Methods: Retrospective analysis of individuals ≥ 18 years who were hospitalized with LGIB was performed using a cloud database (IBM Explorys). Explorys aggregates de-identified data across 300 hospitals in the US. ICD 9 and ICD 10 diagnosis codes are mapped using SNOMED CT (Systematized Nomenclature of Medicine - Clinical Terms) hierarchy. Using SNOMED CT codes, Individuals who had at least one inpatient encounter with SNOMED CT diagnosis code of LGIB were identified. The rates of hospitalization and annual percentage change (APC) due to various etiologies of LGIB was analyzed between 2002-2017 were calculated using Excel, 2016.
Results: Among a cohort of 51,770,740 unique patients, 2.31% hospitalizations in 2017 were due to LGIB. The most common diagnosis associated with LGIB were hemorrhoids (34.56%) followed by diverticular disease (20.03%), IBD (3.23%), colorectal cancer (2.56%), vascular insufficiency including ischemic colitis (1.26%) and angiodysplasia (0.83%). The rates of hospitalization due to LGIB increased from 0.35% in 2002 to 2.31% in 2017 (Figure1). The APC of LGIB based on etiology is depicted in Figure 3. There was no statistically significant difference when the mean APC of the overall cases of LGIB was compared to the mean APC of individual etiologies.
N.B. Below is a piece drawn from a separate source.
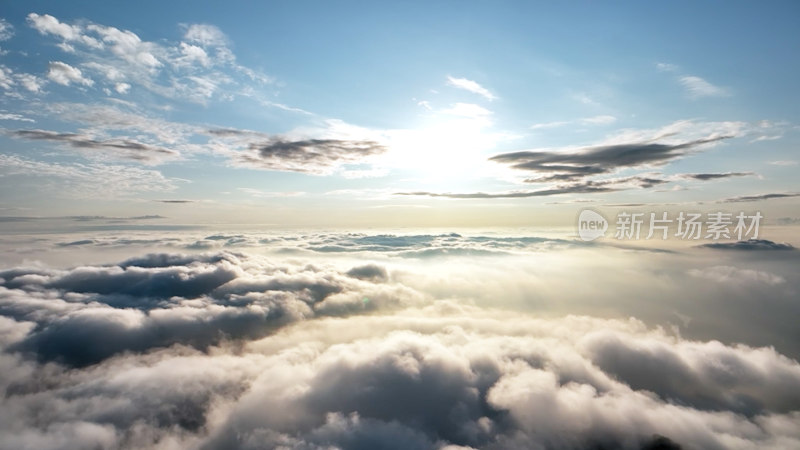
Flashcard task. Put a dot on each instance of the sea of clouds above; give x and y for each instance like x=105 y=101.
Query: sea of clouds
x=187 y=339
Discussion: The rates of lower gastrointestinal bleeding requiring hospitalization and inpatient management have significantly increased over the last 2 decades. Among LGIB hospitalizations, the proportion of hemorrhoids and CRC have decreased while that of diverticular disease and angiodysplasia have increased over 5-year intervals (Table 1). Patient awareness, better diagnostic techniques, and aging population probably contribute to the increase in the rates of LGIB.
Citation: Vishnu Charan Suresh Kumar, MD; Abbinaya Elangovan, MD; Nisheet Waghray, MD. P0405 - TREND ANALYSIS OF LOWER GASTROINTESTINAL BLEEDING 2002-2017: A POPULATION-BASED STUDY. Program No. P0405. ACG 2019 Annual Scientific Meeting Abstracts. San Antonio, Texas: American College of Gastroenterology.